Small operators become victims of truckers strike
ENTREPRENEURS who operate in the transport sector have become the unintended victims of the ongoing violent truck drivers strike.
Striking truck drivers, who are demanding salary increases of 12%, have been attacking truck drivers randomly without verifying their status.
Many private companies and the government have over the years outsourced transportation of goods to small companies.
The current salary impasse has no bearing on small transport businesses, but they are greatly affected.
Talks to reach a settlement between unions and the Road Freight Employers Association deadlocked yesterday.
The employers are offering workers 8.5% and the unions are sticking to their demand of 12%.
The stalemate could lead to the escalation of violence and small operators would still be caught in the crossfire.
Entrepreneur Pakiso Gumbi's company, PYG, owns two trucks that transport manganese from Northern Cape to Durban.

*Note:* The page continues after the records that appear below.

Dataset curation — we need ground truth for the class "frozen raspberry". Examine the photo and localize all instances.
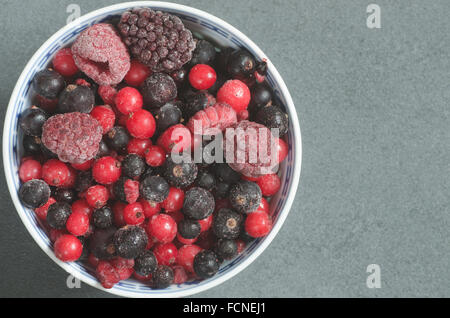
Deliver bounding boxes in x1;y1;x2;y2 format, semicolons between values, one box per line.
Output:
187;103;237;135
72;23;130;85
224;120;278;178
42;113;103;164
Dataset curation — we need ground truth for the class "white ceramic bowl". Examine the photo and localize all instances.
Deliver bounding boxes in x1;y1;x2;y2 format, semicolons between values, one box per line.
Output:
3;1;302;297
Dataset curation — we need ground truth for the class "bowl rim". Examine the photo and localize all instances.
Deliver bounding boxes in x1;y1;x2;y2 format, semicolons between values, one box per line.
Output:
2;1;302;298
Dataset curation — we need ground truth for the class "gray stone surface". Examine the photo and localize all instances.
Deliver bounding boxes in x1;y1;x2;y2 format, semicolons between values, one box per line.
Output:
0;0;450;297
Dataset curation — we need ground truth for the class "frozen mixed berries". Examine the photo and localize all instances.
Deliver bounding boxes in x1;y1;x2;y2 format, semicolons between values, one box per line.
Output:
122;154;146;179
33;69;66;99
141;73;178;108
42;113;103;163
255;105;289;137
140;176;170;203
163;157;198;188
72;23;130;85
114;226;148;259
92;206;114;229
19;179;51;209
230;180;262;213
57;85;95;114
118;8;195;73
19;107;48;137
212;209;243;240
194;251;220;279
182;187;215;220
47;202;72;230
134;251;158;276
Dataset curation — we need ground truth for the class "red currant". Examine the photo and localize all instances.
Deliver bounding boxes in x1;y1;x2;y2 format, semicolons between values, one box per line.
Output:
177;245;203;273
19;159;42;182
123;202;145;225
158;124;192;153
54;234;83;262
116;87;144;115
92;157;122;185
153;243;178;266
34;197;56;221
53;48;78;77
147;214;177;243
139;199;161;218
217;80;251;114
124;60;152;87
161;187;184;212
257;174;281;197
127;138;152;157
42;159;70;187
245;212;272;238
145;146;166;167
66;212;89;236
127;109;156;139
189;64;217;90
91;105;116;135
86;185;109;209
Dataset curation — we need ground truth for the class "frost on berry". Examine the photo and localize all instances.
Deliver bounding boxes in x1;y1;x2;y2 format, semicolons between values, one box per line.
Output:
42;113;103;164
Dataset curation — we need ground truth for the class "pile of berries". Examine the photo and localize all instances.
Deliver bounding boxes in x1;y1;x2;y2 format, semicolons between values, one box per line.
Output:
19;9;289;289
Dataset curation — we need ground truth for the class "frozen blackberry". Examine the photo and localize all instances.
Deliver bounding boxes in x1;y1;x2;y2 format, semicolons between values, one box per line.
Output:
134;251;158;276
33;69;66;99
140;73;178;108
178;218;202;240
52;188;77;204
92;206;114;229
195;170;216;191
19;179;51;209
22;135;42;155
152;265;174;289
214;181;231;199
170;67;189;89
155;103;183;133
74;170;94;192
57;85;95;114
182;187;216;220
212;209;244;240
104;126;130;152
194;250;220;279
182;91;212;121
189;40;216;66
114;226;148;259
122;154;147;179
90;227;117;260
255;105;289;137
227;50;256;80
118;8;195;73
47;202;72;230
140;176;170;203
230;180;262;213
19;106;48;137
251;83;272;107
214;239;238;260
163;157;198;188
213;163;241;184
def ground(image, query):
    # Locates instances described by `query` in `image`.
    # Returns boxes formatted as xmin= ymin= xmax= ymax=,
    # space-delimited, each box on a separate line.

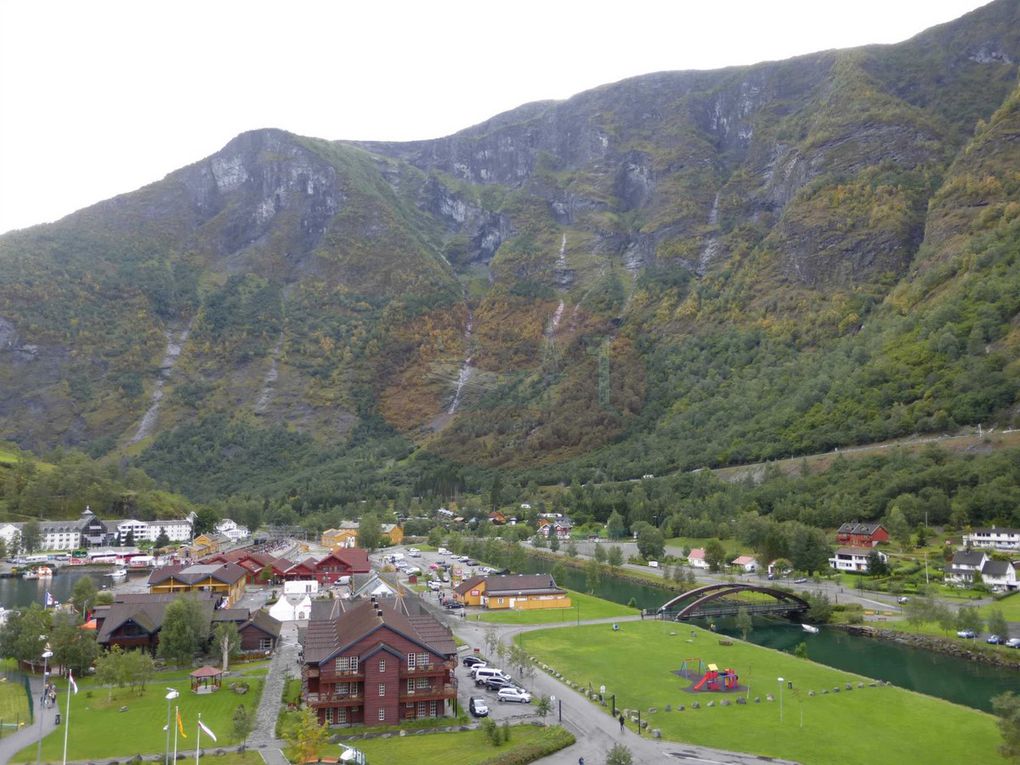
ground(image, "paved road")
xmin=0 ymin=677 xmax=59 ymax=765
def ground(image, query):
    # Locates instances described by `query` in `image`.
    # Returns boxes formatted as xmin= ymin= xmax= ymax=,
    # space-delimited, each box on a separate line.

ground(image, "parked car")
xmin=474 ymin=677 xmax=517 ymax=691
xmin=496 ymin=687 xmax=531 ymax=704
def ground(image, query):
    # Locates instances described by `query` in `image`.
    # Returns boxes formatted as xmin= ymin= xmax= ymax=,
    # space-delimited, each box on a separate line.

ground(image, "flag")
xmin=198 ymin=720 xmax=216 ymax=741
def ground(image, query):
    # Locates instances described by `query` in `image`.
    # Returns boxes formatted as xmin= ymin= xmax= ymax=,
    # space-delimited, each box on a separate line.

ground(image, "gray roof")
xmin=953 ymin=550 xmax=987 ymax=568
xmin=486 ymin=574 xmax=564 ymax=596
xmin=981 ymin=560 xmax=1013 ymax=578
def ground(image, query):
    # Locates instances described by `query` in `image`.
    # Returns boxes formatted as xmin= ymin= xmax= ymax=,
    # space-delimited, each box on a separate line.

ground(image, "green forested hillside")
xmin=0 ymin=0 xmax=1020 ymax=520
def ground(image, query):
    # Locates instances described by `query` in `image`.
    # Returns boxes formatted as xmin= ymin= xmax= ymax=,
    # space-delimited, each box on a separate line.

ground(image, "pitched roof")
xmin=96 ymin=595 xmax=213 ymax=643
xmin=149 ymin=563 xmax=248 ymax=584
xmin=953 ymin=550 xmax=988 ymax=568
xmin=486 ymin=574 xmax=564 ymax=596
xmin=304 ymin=600 xmax=456 ymax=663
xmin=836 ymin=520 xmax=882 ymax=537
xmin=981 ymin=560 xmax=1013 ymax=578
xmin=453 ymin=576 xmax=486 ymax=595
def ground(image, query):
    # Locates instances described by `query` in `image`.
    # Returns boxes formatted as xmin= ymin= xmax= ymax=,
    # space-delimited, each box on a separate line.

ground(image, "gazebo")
xmin=191 ymin=664 xmax=223 ymax=694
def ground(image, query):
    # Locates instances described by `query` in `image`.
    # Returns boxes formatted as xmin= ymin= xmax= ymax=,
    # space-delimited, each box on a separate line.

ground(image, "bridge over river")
xmin=657 ymin=583 xmax=810 ymax=621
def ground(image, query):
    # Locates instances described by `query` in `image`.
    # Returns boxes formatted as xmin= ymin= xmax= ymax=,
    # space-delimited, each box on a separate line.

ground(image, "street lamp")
xmin=776 ymin=677 xmax=783 ymax=722
xmin=163 ymin=687 xmax=181 ymax=763
xmin=36 ymin=634 xmax=53 ymax=765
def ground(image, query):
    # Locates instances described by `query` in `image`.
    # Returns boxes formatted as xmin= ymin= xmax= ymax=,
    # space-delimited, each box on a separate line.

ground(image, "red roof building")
xmin=302 ymin=599 xmax=457 ymax=725
xmin=284 ymin=547 xmax=371 ymax=584
xmin=835 ymin=520 xmax=889 ymax=547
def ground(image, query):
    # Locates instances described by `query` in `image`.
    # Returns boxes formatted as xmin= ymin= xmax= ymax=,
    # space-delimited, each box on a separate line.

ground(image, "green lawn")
xmin=478 ymin=590 xmax=639 ymax=624
xmin=978 ymin=593 xmax=1020 ymax=621
xmin=0 ymin=678 xmax=30 ymax=734
xmin=517 ymin=621 xmax=1004 ymax=765
xmin=10 ymin=669 xmax=265 ymax=764
xmin=348 ymin=725 xmax=569 ymax=765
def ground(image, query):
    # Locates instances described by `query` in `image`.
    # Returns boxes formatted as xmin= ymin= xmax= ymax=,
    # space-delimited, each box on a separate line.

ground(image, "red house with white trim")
xmin=835 ymin=520 xmax=889 ymax=547
xmin=302 ymin=599 xmax=457 ymax=725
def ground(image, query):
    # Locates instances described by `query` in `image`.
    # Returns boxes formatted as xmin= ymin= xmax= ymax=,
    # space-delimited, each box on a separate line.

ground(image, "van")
xmin=473 ymin=667 xmax=512 ymax=685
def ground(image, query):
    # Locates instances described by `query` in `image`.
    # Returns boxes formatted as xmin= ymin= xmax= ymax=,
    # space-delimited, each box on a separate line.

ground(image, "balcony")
xmin=305 ymin=691 xmax=365 ymax=707
xmin=400 ymin=682 xmax=457 ymax=703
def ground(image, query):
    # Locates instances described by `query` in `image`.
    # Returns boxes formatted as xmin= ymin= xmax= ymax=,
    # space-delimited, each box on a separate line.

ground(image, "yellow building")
xmin=149 ymin=563 xmax=247 ymax=608
xmin=383 ymin=523 xmax=404 ymax=545
xmin=453 ymin=574 xmax=570 ymax=610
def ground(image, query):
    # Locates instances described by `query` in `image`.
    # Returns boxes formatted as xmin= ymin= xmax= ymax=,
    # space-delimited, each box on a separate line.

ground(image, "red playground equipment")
xmin=692 ymin=664 xmax=740 ymax=691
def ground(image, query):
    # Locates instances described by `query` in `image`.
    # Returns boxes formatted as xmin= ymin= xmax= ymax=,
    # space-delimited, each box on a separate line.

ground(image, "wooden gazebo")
xmin=191 ymin=664 xmax=223 ymax=694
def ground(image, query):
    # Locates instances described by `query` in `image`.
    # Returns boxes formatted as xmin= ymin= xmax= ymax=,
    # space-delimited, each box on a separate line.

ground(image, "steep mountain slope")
xmin=0 ymin=0 xmax=1020 ymax=502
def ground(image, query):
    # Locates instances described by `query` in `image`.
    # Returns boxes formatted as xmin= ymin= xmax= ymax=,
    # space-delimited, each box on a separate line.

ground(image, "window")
xmin=337 ymin=656 xmax=358 ymax=672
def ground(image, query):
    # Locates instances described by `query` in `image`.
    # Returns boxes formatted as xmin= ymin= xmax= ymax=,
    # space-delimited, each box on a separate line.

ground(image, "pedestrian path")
xmin=0 ymin=677 xmax=57 ymax=765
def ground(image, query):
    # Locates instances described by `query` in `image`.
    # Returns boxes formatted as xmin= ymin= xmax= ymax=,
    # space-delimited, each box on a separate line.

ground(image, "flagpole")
xmin=58 ymin=669 xmax=72 ymax=765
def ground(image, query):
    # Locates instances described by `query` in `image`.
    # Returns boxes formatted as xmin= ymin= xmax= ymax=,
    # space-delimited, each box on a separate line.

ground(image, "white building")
xmin=687 ymin=547 xmax=708 ymax=568
xmin=729 ymin=555 xmax=758 ymax=573
xmin=963 ymin=526 xmax=1020 ymax=550
xmin=116 ymin=518 xmax=192 ymax=545
xmin=269 ymin=593 xmax=312 ymax=622
xmin=829 ymin=547 xmax=888 ymax=573
xmin=215 ymin=518 xmax=251 ymax=542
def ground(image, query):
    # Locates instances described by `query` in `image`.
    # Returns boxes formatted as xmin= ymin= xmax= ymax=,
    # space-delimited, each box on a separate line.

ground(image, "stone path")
xmin=0 ymin=677 xmax=58 ymax=765
xmin=248 ymin=621 xmax=301 ymax=747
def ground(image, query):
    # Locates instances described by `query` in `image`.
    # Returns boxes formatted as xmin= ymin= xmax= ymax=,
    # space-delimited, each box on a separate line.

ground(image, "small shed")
xmin=191 ymin=664 xmax=223 ymax=694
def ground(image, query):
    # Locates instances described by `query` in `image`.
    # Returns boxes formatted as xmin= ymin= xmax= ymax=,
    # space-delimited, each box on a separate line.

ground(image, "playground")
xmin=673 ymin=658 xmax=748 ymax=694
xmin=517 ymin=621 xmax=1006 ymax=765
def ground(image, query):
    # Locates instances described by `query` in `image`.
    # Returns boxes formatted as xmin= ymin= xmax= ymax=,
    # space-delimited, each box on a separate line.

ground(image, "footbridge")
xmin=657 ymin=583 xmax=811 ymax=621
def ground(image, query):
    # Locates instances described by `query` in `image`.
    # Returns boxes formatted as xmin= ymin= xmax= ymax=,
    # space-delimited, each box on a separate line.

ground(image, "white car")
xmin=496 ymin=687 xmax=531 ymax=704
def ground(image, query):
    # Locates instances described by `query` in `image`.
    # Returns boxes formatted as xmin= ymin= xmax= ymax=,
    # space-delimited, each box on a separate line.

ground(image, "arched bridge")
xmin=658 ymin=583 xmax=811 ymax=621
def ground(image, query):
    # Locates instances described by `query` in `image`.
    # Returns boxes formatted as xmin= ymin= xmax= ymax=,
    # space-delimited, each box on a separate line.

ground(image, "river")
xmin=0 ymin=566 xmax=111 ymax=608
xmin=524 ymin=556 xmax=1020 ymax=712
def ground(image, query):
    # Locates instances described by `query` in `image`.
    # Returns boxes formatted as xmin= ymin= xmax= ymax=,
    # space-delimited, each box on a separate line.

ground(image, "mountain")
xmin=0 ymin=0 xmax=1020 ymax=503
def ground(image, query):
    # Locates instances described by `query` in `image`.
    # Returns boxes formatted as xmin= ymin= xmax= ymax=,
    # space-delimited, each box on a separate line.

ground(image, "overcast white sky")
xmin=0 ymin=0 xmax=984 ymax=233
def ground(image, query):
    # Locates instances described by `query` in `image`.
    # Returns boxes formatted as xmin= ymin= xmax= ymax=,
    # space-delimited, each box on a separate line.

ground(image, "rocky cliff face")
xmin=0 ymin=0 xmax=1020 ymax=481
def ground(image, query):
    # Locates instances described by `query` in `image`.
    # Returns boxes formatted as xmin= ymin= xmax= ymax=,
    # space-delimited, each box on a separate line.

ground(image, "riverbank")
xmin=840 ymin=624 xmax=1020 ymax=671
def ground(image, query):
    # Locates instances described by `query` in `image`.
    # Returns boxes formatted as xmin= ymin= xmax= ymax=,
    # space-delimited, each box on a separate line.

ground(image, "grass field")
xmin=977 ymin=593 xmax=1020 ymax=621
xmin=478 ymin=590 xmax=639 ymax=624
xmin=350 ymin=725 xmax=575 ymax=765
xmin=0 ymin=679 xmax=31 ymax=735
xmin=10 ymin=669 xmax=265 ymax=765
xmin=518 ymin=621 xmax=1005 ymax=765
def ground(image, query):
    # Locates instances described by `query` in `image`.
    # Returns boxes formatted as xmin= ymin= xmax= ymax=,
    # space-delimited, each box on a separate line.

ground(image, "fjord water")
xmin=0 ymin=567 xmax=111 ymax=608
xmin=524 ymin=556 xmax=1020 ymax=712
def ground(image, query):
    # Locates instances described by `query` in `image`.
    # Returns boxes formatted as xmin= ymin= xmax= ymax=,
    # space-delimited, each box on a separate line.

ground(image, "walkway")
xmin=0 ymin=676 xmax=58 ymax=765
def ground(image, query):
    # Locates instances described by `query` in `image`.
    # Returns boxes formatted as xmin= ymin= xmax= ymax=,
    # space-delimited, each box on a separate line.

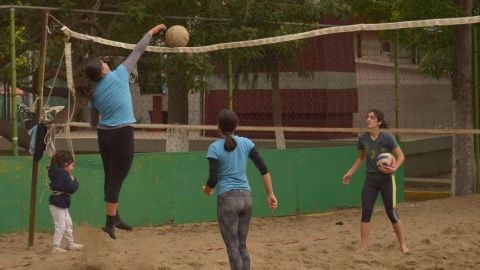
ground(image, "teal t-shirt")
xmin=207 ymin=135 xmax=255 ymax=195
xmin=90 ymin=64 xmax=136 ymax=127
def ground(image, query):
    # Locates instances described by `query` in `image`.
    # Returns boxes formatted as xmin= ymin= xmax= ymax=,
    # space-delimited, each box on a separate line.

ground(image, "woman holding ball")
xmin=343 ymin=109 xmax=410 ymax=253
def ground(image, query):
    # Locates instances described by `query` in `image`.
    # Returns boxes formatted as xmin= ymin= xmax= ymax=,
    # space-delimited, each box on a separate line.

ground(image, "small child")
xmin=48 ymin=151 xmax=83 ymax=253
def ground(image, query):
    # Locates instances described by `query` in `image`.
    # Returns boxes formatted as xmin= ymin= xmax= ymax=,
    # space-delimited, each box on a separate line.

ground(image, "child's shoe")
xmin=67 ymin=243 xmax=83 ymax=251
xmin=51 ymin=246 xmax=67 ymax=254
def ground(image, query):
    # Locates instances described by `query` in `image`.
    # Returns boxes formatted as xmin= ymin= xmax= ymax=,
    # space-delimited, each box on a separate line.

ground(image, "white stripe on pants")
xmin=49 ymin=204 xmax=74 ymax=246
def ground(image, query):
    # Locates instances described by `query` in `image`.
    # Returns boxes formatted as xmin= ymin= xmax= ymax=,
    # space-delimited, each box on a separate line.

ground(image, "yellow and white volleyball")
xmin=165 ymin=25 xmax=190 ymax=47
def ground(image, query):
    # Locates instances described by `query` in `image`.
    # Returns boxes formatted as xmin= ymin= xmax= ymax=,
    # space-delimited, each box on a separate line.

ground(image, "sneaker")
xmin=102 ymin=227 xmax=117 ymax=239
xmin=67 ymin=243 xmax=83 ymax=251
xmin=51 ymin=246 xmax=68 ymax=254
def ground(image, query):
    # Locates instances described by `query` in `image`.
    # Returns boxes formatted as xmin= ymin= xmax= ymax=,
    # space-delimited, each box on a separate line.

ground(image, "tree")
xmin=348 ymin=0 xmax=476 ymax=196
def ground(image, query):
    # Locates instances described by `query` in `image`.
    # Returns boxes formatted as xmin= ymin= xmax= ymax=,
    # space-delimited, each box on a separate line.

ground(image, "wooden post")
xmin=10 ymin=7 xmax=18 ymax=156
xmin=28 ymin=11 xmax=48 ymax=247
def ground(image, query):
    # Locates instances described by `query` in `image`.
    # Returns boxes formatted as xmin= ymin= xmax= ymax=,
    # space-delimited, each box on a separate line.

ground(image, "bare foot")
xmin=355 ymin=247 xmax=368 ymax=253
xmin=400 ymin=245 xmax=410 ymax=254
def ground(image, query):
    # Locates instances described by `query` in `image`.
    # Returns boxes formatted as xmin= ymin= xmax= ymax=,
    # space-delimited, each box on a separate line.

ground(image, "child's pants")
xmin=50 ymin=204 xmax=74 ymax=246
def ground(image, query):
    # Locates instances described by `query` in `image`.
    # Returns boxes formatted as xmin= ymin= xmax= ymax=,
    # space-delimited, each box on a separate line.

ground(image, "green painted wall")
xmin=0 ymin=146 xmax=403 ymax=233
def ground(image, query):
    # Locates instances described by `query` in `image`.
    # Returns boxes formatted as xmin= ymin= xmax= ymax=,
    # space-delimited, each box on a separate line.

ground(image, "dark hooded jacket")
xmin=48 ymin=165 xmax=78 ymax=208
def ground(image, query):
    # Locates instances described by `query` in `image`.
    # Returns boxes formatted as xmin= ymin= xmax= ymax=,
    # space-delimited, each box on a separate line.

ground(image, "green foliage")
xmin=347 ymin=0 xmax=463 ymax=79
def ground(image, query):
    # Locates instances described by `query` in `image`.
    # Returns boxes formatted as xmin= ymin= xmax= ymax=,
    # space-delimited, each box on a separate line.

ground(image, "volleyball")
xmin=376 ymin=153 xmax=397 ymax=168
xmin=165 ymin=25 xmax=190 ymax=47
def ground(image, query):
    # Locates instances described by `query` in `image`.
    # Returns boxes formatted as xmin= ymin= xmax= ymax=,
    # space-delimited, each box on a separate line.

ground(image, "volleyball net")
xmin=13 ymin=13 xmax=474 ymax=181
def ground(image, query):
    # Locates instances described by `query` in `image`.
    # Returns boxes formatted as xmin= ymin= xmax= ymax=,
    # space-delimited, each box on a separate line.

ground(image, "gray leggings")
xmin=217 ymin=190 xmax=253 ymax=270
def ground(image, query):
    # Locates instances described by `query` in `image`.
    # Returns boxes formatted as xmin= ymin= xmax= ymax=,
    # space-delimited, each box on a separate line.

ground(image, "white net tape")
xmin=62 ymin=16 xmax=480 ymax=53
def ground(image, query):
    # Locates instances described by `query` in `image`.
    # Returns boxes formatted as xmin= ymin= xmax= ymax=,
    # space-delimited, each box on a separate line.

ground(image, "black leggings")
xmin=362 ymin=174 xmax=399 ymax=224
xmin=97 ymin=126 xmax=134 ymax=203
xmin=217 ymin=190 xmax=253 ymax=270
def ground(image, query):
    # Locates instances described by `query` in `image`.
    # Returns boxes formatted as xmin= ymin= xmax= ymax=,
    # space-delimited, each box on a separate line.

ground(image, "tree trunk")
xmin=166 ymin=74 xmax=189 ymax=152
xmin=452 ymin=0 xmax=476 ymax=196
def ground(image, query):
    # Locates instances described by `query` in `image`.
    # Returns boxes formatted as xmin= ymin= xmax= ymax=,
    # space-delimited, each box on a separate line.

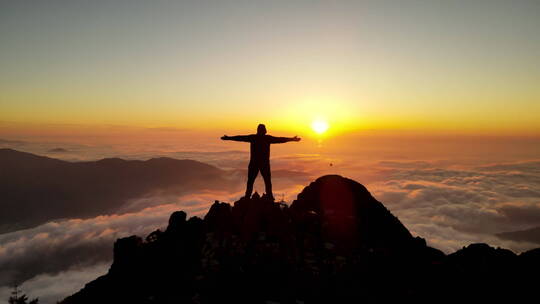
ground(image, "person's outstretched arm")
xmin=221 ymin=135 xmax=251 ymax=142
xmin=270 ymin=136 xmax=301 ymax=144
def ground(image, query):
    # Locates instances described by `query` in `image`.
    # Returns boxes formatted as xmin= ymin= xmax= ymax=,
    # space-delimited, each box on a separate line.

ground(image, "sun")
xmin=311 ymin=119 xmax=329 ymax=134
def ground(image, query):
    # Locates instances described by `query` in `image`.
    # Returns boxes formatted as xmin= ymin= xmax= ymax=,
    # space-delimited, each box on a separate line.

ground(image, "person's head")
xmin=257 ymin=124 xmax=266 ymax=135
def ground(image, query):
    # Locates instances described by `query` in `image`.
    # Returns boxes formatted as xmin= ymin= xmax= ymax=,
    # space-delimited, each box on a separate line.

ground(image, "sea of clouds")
xmin=0 ymin=140 xmax=540 ymax=303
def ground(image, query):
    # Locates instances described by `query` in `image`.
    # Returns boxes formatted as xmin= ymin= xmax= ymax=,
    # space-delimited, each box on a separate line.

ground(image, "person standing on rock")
xmin=221 ymin=124 xmax=300 ymax=200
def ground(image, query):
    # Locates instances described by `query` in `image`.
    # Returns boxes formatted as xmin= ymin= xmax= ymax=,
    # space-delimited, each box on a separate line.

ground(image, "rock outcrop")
xmin=62 ymin=175 xmax=540 ymax=304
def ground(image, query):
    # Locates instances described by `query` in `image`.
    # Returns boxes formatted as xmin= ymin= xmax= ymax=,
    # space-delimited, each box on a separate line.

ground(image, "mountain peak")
xmin=63 ymin=176 xmax=454 ymax=303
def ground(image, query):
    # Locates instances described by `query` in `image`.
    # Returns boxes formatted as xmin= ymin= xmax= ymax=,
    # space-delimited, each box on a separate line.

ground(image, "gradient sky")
xmin=0 ymin=0 xmax=540 ymax=135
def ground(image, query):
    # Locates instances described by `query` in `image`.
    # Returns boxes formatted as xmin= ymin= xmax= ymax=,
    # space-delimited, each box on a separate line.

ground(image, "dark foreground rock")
xmin=62 ymin=176 xmax=540 ymax=304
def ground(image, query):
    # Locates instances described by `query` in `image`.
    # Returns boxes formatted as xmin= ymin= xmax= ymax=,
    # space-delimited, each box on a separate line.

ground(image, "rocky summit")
xmin=62 ymin=175 xmax=540 ymax=304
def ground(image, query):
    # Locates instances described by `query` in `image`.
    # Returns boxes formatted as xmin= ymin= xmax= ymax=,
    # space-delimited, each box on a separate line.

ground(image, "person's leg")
xmin=245 ymin=162 xmax=259 ymax=198
xmin=261 ymin=162 xmax=274 ymax=198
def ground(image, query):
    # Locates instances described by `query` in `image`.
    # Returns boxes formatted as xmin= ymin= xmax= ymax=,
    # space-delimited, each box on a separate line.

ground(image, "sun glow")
xmin=311 ymin=119 xmax=329 ymax=134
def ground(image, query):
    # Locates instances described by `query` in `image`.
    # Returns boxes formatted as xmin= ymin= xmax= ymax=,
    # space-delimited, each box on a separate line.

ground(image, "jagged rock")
xmin=62 ymin=175 xmax=540 ymax=304
xmin=291 ymin=175 xmax=413 ymax=248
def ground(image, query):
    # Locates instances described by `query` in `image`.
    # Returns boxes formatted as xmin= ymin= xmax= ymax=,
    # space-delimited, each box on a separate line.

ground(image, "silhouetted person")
xmin=221 ymin=124 xmax=300 ymax=199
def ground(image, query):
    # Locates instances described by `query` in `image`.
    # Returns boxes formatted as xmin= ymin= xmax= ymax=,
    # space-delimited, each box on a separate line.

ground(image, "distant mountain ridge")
xmin=62 ymin=175 xmax=540 ymax=304
xmin=0 ymin=149 xmax=236 ymax=233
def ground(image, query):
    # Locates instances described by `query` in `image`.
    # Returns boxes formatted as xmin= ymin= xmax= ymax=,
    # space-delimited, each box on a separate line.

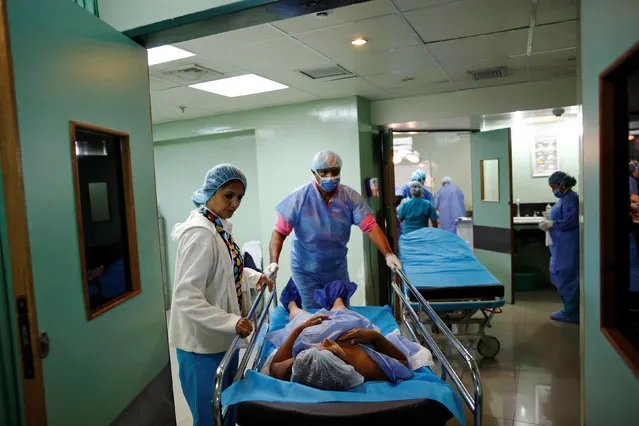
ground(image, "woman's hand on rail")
xmin=235 ymin=318 xmax=253 ymax=339
xmin=256 ymin=275 xmax=273 ymax=291
xmin=337 ymin=328 xmax=381 ymax=345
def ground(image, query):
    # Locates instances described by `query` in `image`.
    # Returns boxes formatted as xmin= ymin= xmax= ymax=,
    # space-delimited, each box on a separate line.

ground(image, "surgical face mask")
xmin=316 ymin=173 xmax=341 ymax=192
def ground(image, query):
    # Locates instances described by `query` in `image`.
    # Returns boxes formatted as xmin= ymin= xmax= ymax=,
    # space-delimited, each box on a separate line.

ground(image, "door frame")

PYG is sub-contracted to KWS Carriers, which has a direct contract with a Northern Cape mine.
A fuming Gumbi said both his trucks were damaged by vandals linked to the strike while en route to Durban.
He said KWS threatened to fine his company R50,000 for failing to make a delivery and he therefore had to dispatch his trucks.
Sowetan has seen a copy of an e-mail in which KWS Carriers' Marthinus Pretorius orders his subordinate to penalise Gumbi.
"Arrange that a KWS truck fetch the trailer, then charge PYG a R50,000 penalty for not delivering the load," Pretorius wrote in the e-mail.
Efforts to reach KWS yesterday were unsuccessful.
Gumbi said the insurance company that PYG's trucks are insured with, has notified him that as the damage to his vehicles due to the strike was avoidable, the insurance company would not be willing to cover the costs of damage because of the strike.
SA Transport Workers Union spokesman Vincent Masoga condemned attacks on small transportoperations.
He said the union had asked metro police officers not to allow delivery trucks into areas where workers were marching.
"We have spoken to workers but there is always a criminal element which we seek to isolate. It cannot be correct that small emerging business people are victims of the strike," said Masoga.